The Three Ghosts of Medical AI: Can the Black-Box Present Deliver?
Thomas P. Quinn, Stephan Jacobs, Manisha Senadeera, Vuong Le, Simon, Coghlan

TL;DR
This paper explores the challenges of using opaque, black-box machine learning models in medical AI, emphasizing the need for transparency to ensure trust, quality, and effective physician-patient communication.
Contribution
It critically reviews the limitations of black-box models in healthcare and advocates for transparency in model design and validation to improve medical AI reliability.
Findings
Opaque models lack quality assurance
Opaque models fail to elicit trust
Opacity restricts physician-patient dialogue
Abstract
Our title alludes to the three Christmas ghosts encountered by Ebenezer Scrooge in \textit{A Christmas Carol}, who guide Ebenezer through the past, present, and future of Christmas holiday events. Similarly, our article will take readers through a journey of the past, present, and future of medical AI. In doing so, we focus on the crux of modern machine learning: the reliance on powerful but intrinsically opaque models.

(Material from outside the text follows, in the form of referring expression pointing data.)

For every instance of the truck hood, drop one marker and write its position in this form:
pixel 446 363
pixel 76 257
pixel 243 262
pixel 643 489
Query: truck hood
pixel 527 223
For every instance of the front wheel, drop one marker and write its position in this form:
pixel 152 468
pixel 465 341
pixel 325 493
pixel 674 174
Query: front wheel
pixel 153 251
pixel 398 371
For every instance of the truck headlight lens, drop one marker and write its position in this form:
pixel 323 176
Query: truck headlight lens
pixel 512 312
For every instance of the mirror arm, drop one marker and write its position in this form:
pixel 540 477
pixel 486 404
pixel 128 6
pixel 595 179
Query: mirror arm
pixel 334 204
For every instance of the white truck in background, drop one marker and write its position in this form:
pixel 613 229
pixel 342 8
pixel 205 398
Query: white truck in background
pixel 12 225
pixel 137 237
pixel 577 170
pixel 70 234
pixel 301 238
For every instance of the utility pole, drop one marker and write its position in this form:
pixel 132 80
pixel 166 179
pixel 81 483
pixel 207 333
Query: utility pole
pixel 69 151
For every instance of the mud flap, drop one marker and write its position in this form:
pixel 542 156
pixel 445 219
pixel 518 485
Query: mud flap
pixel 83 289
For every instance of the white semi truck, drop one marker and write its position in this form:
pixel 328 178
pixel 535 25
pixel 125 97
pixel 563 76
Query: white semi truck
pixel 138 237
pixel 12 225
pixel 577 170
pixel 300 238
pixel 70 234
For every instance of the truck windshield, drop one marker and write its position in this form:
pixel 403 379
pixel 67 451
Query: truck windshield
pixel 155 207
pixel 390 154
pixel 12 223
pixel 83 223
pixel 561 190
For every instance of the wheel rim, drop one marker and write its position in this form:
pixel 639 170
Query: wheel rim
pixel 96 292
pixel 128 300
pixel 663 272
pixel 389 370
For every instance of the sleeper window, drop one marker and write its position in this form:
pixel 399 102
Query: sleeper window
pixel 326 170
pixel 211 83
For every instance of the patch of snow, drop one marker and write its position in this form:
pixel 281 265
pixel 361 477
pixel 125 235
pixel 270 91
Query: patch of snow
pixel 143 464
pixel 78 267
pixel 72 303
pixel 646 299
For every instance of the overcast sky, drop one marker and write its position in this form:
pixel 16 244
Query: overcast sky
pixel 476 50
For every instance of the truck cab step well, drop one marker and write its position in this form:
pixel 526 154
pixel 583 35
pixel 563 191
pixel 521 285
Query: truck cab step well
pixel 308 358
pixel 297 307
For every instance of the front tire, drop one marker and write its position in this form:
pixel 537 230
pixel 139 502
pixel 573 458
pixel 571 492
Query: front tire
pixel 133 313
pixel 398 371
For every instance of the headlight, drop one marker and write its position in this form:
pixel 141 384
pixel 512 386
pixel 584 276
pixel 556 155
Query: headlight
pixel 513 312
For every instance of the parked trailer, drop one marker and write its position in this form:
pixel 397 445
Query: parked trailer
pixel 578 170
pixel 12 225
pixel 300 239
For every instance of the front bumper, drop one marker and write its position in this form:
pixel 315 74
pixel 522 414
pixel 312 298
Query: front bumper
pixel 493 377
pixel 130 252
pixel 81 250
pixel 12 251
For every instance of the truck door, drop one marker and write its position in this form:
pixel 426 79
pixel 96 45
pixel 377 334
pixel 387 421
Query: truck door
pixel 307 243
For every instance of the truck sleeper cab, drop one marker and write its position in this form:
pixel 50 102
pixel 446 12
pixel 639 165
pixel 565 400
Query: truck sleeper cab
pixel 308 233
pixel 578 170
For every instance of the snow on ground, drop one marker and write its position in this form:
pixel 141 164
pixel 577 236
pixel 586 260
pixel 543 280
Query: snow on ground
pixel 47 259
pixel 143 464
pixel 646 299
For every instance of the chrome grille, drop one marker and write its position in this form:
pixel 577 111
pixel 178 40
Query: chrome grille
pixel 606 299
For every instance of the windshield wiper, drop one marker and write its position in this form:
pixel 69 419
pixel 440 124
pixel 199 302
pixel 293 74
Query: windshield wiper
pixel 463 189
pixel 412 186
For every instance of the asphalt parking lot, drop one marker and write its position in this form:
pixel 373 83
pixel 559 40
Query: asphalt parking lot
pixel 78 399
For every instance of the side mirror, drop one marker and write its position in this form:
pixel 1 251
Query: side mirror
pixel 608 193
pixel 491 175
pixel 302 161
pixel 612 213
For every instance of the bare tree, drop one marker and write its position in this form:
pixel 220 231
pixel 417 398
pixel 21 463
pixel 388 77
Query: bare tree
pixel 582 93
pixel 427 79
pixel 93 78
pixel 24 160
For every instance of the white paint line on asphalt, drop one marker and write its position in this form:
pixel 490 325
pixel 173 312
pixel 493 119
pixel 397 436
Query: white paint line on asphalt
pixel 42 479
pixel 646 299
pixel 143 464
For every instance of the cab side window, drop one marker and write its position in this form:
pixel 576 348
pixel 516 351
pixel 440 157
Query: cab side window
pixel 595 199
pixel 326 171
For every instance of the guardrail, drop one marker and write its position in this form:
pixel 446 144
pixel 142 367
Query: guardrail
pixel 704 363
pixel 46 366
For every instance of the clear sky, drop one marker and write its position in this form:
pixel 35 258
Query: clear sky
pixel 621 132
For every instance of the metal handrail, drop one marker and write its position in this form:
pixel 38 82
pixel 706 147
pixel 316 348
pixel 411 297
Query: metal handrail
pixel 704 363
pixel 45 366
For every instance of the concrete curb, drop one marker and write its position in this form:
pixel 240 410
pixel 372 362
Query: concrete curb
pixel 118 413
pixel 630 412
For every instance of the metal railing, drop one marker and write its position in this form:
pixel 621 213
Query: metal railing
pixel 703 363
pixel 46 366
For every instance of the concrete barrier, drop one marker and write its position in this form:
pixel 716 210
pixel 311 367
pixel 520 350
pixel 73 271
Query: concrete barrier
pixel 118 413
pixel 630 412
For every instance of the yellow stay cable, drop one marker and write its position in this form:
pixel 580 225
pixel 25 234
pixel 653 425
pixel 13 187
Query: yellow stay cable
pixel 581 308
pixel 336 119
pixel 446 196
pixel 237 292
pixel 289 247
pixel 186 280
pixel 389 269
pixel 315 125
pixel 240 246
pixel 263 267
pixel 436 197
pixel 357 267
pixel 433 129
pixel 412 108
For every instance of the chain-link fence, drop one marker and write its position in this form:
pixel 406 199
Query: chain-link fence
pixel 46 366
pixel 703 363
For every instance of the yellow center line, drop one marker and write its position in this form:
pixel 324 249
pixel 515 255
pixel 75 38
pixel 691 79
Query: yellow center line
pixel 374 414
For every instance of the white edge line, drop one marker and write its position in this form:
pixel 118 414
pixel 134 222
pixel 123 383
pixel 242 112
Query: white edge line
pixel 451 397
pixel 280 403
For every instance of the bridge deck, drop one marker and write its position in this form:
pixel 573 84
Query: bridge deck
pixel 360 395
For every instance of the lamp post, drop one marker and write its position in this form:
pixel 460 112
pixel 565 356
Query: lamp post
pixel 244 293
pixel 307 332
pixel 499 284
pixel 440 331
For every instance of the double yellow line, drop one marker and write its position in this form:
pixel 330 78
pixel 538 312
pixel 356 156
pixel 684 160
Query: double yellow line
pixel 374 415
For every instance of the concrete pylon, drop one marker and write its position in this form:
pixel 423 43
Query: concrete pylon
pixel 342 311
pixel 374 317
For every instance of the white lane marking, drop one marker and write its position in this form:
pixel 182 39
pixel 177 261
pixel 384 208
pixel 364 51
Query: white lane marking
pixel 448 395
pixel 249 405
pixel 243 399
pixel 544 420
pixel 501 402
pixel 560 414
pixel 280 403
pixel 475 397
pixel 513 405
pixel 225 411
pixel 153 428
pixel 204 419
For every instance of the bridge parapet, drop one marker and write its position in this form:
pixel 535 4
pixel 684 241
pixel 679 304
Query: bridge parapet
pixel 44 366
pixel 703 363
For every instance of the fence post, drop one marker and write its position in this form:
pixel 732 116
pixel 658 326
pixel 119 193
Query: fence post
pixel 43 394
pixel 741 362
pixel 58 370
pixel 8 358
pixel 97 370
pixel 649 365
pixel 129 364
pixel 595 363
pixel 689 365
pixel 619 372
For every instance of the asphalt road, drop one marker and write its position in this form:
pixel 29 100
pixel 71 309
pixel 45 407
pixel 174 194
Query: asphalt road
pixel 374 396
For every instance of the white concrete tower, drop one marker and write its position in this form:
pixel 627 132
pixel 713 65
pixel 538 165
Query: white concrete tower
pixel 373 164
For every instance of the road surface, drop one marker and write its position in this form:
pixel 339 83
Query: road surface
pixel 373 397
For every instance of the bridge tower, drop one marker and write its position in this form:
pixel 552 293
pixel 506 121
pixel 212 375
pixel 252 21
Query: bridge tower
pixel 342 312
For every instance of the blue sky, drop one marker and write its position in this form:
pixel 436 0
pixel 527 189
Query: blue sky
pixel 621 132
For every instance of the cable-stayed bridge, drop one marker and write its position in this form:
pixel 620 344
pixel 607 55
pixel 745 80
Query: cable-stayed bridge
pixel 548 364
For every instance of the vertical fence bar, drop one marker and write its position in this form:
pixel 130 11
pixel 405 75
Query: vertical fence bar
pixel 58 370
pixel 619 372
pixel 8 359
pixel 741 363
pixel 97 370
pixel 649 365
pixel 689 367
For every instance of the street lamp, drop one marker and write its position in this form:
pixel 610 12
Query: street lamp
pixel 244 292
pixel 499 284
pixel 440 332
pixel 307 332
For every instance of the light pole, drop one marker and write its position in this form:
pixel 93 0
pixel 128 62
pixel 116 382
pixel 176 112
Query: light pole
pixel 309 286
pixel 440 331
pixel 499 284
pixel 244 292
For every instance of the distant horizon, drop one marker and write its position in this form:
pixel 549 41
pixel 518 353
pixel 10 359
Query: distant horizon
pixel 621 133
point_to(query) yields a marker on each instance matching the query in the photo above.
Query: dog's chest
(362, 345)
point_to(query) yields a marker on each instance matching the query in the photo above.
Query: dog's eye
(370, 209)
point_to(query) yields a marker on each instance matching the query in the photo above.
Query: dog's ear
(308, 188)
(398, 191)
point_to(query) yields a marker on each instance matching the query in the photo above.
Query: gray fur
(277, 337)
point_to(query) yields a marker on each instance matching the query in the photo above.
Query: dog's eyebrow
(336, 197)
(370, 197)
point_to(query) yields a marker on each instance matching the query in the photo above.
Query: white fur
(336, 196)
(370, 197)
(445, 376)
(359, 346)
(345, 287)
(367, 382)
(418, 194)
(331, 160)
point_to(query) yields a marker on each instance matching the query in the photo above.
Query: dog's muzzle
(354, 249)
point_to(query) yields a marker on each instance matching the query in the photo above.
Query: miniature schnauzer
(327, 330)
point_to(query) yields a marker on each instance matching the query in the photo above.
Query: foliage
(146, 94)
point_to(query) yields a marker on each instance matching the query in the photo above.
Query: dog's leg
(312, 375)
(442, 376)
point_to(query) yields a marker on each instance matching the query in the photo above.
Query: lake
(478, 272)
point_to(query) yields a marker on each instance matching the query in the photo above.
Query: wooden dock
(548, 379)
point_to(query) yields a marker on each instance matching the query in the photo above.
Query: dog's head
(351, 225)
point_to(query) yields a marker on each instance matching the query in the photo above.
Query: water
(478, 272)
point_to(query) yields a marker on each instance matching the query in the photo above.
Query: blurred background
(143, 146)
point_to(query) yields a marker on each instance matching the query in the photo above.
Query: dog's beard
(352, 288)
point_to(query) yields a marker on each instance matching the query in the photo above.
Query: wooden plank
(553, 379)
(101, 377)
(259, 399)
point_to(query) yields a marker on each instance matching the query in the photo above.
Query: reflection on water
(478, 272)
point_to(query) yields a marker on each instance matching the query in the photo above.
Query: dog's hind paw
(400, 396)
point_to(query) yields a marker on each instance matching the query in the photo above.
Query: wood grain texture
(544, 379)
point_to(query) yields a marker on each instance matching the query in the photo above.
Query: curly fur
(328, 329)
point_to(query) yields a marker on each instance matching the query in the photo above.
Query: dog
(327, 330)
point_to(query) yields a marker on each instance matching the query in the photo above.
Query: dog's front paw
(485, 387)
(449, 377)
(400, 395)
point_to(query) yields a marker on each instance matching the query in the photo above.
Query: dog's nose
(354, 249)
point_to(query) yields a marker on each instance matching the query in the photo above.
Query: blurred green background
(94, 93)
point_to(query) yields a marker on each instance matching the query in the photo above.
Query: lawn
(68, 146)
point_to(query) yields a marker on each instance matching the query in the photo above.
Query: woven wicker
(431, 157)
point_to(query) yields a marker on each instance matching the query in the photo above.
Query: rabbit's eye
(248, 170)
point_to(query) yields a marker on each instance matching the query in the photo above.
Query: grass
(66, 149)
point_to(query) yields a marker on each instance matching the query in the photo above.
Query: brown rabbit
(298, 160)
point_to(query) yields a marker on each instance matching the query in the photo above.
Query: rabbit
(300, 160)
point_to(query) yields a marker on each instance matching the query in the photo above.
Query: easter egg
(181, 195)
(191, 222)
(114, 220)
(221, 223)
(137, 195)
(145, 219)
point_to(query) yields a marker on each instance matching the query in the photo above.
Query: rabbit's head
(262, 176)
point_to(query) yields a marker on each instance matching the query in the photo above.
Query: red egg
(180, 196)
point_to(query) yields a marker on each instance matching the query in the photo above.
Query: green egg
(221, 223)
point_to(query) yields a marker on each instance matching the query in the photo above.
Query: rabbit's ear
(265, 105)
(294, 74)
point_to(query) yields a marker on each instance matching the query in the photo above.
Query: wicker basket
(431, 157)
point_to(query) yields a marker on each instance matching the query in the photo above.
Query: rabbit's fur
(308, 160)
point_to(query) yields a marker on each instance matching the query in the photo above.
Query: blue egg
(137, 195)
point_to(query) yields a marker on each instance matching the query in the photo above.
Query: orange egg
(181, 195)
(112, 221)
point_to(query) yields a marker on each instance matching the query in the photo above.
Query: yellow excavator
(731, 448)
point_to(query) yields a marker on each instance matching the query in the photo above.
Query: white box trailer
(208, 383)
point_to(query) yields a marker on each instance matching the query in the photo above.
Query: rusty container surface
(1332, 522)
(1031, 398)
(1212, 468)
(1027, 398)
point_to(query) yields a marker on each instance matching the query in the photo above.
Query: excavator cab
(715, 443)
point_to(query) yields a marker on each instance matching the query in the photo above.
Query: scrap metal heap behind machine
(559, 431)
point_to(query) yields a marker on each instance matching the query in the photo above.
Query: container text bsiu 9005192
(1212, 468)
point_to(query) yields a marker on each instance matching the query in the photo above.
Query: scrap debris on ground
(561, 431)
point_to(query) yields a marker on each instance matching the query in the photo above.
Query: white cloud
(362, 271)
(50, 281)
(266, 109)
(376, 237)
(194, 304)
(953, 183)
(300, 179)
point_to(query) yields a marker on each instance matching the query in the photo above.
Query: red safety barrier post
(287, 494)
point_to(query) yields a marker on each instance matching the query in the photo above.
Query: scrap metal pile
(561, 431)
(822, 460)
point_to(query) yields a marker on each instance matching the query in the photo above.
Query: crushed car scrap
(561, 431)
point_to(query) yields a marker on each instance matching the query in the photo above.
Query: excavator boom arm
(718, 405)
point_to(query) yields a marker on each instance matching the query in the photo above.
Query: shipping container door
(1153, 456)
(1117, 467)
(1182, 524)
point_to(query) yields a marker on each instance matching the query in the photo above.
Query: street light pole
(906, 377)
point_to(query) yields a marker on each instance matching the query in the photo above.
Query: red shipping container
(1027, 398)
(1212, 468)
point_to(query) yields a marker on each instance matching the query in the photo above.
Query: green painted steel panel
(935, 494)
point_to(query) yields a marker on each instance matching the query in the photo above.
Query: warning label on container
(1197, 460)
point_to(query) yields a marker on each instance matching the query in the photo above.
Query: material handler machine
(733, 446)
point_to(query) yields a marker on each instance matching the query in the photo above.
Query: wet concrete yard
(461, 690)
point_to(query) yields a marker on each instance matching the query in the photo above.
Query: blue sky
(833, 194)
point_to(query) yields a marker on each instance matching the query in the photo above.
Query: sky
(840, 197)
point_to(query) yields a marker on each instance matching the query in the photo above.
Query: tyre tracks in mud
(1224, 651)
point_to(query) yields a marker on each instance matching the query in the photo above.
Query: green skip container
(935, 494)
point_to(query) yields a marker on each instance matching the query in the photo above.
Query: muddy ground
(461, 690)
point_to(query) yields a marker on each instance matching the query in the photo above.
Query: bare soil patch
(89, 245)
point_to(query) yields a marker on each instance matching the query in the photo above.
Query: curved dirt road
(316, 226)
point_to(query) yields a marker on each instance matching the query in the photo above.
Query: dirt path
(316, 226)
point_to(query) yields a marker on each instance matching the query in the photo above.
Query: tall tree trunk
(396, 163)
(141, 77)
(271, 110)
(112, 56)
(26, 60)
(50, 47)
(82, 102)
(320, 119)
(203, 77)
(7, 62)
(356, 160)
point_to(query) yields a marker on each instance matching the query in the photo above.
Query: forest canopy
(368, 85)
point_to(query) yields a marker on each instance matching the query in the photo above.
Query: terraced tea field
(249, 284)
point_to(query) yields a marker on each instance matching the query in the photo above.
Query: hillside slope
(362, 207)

When applied to the healthcare domain, these models fail to meet the needs for transparency that their clinician and patient end-users require. We review the implications of this failure, and argue that opaque models (1) lack quality assurance, (2) fail to elicit trust, and (3) restrict physician-patient dialogue. We then discuss how upholding transparency in all aspects of model design and model validation can help ensure the reliability of medical AI.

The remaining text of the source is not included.